Good to see old friends: SW Endurance there again which was fab; Libby's (under the Polypads banner); Equafleece (www.equafleece.co.uk) back again after a gap of some 5?? years; I've still got my doggie coats I got from them when they were last there plus the hi viz top I bought & all still as good as new (apart from where puppy decided to chew on big dog's jacket, but they'll repair apparently if you bung it in the post to them) - good that they're locally based in the Westcountry and their products are sooooo lovely plus you get fab customer service; also Badminton Feeds - good advice here; Wychanger Barton etc etc. Then there was that lovely stall where if you're looking particularly jaded they'll give you a go on one of their massage things - perfect! Plus the guy's doing shoe shining. Fab!!

I have to confess I spent rather a lot on the hi-viz this time: I'm a bit of a blinger about it and have been meaning to rig us out in the "Polite" range; so good to see the Equisafety (www.equisafety.co.uk) stall back again. 

New faces were good to see as well though; did anyone dabble into the stall where they were selling these bio-energey things; where you had to balance on one leg and the guy tried to push your arm down and then you had to hold this "thingey" and the second time round it was a lot easier? Do you know the one I mean? Sorry haven't explained very well. I've got the leaftlet and intend to research that a lot more coz I was quite impressed by that. Its like a bracelet thing you wear and they've also done a lot of research on horses.

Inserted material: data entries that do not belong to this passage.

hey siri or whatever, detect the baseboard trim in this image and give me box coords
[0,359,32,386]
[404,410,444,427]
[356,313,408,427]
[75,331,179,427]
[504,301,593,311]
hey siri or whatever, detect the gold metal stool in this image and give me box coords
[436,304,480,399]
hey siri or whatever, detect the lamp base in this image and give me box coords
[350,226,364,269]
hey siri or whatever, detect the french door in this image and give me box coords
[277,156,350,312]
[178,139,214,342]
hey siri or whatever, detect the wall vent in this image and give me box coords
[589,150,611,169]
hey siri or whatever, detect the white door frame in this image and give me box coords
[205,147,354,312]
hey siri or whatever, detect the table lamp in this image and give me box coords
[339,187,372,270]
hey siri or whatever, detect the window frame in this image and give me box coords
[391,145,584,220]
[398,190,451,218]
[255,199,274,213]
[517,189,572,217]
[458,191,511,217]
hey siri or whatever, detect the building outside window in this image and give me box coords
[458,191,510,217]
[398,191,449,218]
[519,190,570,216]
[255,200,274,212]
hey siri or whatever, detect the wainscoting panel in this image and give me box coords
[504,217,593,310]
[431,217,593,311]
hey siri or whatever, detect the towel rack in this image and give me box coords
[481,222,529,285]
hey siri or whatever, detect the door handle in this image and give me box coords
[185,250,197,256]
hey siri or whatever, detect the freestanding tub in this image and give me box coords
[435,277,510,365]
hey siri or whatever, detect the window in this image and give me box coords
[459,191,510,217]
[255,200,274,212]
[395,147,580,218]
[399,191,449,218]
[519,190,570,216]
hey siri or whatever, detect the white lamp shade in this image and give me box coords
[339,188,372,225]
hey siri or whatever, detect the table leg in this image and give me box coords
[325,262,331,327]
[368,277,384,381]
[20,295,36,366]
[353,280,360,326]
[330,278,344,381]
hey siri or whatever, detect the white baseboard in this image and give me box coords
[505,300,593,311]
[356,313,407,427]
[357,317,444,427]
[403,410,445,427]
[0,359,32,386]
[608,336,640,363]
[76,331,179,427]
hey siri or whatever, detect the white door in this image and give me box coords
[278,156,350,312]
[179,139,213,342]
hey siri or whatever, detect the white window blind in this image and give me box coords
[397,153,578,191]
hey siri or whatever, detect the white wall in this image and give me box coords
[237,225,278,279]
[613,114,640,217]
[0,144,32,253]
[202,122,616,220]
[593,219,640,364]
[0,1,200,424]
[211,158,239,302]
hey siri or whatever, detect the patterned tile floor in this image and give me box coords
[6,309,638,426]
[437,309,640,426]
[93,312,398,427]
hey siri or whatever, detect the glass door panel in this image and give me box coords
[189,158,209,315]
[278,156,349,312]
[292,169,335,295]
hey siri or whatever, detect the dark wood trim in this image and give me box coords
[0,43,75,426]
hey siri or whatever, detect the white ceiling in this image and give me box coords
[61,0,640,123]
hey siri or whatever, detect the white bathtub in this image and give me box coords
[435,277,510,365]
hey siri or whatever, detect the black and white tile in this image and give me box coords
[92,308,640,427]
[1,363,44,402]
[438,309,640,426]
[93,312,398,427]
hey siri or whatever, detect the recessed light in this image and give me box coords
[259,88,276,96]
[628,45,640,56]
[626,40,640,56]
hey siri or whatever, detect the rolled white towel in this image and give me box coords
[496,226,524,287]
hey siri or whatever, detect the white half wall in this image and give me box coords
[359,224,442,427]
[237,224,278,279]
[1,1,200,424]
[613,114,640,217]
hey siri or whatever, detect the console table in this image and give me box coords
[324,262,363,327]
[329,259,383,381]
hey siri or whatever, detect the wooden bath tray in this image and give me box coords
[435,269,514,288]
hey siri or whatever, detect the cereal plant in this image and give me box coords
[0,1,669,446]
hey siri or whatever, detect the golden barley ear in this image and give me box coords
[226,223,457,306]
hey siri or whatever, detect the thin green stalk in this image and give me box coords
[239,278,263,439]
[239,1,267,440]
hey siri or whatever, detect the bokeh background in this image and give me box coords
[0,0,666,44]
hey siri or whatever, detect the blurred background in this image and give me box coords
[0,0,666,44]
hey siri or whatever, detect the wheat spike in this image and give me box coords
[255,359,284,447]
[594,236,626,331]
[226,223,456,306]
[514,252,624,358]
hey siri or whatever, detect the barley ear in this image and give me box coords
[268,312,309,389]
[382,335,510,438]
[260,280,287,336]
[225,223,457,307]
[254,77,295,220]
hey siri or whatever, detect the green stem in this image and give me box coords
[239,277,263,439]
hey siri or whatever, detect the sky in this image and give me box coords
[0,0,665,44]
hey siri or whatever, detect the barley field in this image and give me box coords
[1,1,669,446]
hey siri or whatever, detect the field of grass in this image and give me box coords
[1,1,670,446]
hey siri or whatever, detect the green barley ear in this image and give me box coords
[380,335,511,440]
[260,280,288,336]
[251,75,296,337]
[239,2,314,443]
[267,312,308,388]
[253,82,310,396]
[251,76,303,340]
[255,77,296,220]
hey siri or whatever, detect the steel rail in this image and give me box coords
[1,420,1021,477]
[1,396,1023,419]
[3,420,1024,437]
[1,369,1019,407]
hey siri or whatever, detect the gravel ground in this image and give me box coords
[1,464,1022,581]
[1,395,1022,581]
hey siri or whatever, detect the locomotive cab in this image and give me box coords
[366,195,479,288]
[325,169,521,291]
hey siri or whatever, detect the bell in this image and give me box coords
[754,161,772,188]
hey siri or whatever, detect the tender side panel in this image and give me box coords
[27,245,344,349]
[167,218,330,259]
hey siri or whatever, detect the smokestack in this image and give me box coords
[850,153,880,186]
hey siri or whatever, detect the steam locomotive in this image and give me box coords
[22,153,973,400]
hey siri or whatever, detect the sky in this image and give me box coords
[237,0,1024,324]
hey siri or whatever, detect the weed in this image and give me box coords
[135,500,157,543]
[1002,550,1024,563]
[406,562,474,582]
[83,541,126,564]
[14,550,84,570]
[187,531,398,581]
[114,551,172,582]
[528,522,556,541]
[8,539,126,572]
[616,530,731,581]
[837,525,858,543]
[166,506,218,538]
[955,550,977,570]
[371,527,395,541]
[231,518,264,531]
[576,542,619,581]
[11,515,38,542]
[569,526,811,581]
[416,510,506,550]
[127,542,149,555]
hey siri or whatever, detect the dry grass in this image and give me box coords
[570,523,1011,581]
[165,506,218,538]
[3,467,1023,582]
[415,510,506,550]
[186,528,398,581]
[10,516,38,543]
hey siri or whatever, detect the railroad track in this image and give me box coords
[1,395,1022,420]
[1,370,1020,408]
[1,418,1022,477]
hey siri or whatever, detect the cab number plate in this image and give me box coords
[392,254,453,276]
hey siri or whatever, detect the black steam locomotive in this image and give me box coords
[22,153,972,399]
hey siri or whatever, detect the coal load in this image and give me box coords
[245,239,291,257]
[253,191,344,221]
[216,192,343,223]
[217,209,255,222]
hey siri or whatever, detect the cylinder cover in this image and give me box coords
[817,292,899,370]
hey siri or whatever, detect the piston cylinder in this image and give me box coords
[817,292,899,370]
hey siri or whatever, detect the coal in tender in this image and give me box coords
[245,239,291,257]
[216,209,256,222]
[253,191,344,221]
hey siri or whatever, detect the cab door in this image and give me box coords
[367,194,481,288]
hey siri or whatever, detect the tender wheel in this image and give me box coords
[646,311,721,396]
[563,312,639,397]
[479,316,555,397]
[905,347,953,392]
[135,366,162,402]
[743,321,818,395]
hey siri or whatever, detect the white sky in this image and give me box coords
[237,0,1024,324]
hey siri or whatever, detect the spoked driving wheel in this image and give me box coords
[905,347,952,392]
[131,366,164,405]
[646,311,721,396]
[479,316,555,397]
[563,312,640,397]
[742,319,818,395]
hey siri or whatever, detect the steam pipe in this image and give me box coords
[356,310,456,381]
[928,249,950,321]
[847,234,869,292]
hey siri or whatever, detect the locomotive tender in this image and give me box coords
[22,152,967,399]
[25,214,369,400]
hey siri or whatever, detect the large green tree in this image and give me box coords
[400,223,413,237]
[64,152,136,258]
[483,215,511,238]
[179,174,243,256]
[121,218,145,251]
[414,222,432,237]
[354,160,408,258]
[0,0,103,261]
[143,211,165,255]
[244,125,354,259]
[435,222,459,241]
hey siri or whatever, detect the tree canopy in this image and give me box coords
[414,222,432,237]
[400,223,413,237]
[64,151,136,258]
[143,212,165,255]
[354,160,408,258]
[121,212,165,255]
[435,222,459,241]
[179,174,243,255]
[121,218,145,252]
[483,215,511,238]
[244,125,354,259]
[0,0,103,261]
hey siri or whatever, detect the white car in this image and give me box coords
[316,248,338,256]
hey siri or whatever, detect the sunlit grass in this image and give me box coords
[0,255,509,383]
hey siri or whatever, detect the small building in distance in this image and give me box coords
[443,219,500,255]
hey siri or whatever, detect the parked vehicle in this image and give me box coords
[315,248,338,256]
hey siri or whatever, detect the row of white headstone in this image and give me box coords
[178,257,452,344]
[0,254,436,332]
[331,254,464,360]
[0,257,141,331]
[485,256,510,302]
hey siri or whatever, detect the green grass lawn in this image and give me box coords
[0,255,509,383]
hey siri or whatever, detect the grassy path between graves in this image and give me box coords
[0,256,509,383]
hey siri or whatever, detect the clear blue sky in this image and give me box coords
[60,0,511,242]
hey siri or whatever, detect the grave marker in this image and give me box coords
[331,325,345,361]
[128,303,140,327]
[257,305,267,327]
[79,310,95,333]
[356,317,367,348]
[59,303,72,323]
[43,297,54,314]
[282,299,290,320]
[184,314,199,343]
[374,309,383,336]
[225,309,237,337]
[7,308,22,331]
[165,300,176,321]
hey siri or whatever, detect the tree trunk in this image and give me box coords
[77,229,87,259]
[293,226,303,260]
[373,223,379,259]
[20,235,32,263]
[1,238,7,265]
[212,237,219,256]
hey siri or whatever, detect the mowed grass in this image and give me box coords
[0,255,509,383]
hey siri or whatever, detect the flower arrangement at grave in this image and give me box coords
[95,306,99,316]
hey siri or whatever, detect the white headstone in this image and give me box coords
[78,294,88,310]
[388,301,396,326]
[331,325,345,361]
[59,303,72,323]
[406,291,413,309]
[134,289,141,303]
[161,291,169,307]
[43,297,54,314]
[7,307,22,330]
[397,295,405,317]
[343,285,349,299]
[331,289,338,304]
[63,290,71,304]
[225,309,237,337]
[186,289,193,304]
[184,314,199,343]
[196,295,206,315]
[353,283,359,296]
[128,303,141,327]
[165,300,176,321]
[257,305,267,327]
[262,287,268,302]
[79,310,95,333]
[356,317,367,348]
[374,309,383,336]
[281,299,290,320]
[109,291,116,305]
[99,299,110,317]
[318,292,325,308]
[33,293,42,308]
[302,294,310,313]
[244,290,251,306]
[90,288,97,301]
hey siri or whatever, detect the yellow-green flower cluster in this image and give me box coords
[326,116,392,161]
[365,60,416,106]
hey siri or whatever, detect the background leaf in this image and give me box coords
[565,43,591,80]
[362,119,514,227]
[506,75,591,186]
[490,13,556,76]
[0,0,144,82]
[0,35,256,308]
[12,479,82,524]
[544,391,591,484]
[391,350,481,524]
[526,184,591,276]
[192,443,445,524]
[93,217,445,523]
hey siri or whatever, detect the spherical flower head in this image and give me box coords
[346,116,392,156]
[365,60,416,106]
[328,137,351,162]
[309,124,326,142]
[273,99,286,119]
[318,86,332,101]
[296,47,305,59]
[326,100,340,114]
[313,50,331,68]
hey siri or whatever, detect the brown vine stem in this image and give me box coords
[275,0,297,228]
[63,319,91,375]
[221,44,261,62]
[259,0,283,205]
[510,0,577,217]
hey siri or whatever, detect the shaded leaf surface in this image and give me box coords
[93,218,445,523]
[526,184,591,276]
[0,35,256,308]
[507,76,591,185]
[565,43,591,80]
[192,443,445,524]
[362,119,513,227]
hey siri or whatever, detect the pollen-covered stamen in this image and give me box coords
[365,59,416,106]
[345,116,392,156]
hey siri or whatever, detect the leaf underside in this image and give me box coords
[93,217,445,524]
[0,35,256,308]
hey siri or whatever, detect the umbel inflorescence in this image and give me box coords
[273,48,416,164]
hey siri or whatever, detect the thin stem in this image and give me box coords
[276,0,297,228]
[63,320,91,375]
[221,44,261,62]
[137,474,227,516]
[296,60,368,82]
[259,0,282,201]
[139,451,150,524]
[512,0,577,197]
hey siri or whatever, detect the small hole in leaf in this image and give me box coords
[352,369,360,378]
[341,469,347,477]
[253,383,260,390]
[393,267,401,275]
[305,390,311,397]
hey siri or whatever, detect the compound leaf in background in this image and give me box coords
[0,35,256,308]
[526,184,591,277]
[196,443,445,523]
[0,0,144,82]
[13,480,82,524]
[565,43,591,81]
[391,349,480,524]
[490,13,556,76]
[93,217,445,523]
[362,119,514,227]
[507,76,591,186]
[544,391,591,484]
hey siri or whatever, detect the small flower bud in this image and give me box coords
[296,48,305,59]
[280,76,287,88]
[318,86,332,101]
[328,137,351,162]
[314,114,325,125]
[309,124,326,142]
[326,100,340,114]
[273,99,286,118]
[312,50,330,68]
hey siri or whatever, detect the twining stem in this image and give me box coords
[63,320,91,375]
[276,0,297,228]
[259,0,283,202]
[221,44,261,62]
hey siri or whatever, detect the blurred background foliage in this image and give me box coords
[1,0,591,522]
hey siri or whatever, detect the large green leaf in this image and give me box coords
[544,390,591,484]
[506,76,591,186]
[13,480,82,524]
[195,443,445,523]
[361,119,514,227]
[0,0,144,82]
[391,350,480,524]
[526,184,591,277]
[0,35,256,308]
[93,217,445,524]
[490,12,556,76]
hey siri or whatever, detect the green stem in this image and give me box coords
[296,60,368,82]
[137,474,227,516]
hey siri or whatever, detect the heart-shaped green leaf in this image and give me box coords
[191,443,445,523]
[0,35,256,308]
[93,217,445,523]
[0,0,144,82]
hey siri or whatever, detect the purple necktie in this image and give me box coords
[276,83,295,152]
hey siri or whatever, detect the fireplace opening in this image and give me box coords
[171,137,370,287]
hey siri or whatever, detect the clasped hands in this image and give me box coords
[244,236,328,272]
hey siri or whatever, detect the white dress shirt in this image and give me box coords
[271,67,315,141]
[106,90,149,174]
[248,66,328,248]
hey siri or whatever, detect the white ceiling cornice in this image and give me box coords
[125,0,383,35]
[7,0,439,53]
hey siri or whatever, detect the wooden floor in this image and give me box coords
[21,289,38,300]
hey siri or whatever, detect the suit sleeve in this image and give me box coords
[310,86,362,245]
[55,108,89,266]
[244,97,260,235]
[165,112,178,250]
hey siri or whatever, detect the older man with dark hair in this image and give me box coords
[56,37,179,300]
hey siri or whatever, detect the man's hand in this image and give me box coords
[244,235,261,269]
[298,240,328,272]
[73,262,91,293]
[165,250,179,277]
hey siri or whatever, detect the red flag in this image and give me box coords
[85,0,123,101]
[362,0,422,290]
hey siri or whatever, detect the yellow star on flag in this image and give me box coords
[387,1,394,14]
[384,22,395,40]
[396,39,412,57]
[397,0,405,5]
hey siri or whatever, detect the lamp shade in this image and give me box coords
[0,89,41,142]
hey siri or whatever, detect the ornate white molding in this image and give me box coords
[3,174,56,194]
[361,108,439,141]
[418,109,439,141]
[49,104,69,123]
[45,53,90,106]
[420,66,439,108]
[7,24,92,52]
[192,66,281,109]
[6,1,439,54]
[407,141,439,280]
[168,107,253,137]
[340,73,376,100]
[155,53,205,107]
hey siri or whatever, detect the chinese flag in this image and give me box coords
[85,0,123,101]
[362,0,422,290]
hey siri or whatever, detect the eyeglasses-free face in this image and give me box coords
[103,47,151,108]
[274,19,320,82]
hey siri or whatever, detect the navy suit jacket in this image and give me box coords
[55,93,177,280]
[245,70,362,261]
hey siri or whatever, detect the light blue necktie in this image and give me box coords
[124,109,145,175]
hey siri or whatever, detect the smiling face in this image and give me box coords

Another face, or should I say pair of faces I was very glad to meet up with again was Ginny and Dean on their stand with their wonderful saddles (www.thepainfreehorse.co.uk). More like old friends really; but its not often that you get this sort of customer & after sales service nowadays and the proof of the pudding is in the eating coz I never knew my horse had such a lovely elevated trot as he's had in one of their saddles, plus my dicky back is a lot better. 

Also very good to see Vanessa Bee both on the Horse Agility stand and also doing the demo's - she did a demo at the riding club I'm in. Pity the Australian Horsemanship demo on the Saturday wasn't until later on in the afternoon though; a great pity and wished this had been scheduled earlier in the day. 

Anyone else got any thoughts/comments? Anyone else had to re-mortgage the house coz they've overspent a bit?


----------



## criptic (5 December 2011)

it would be worth checking out!


----------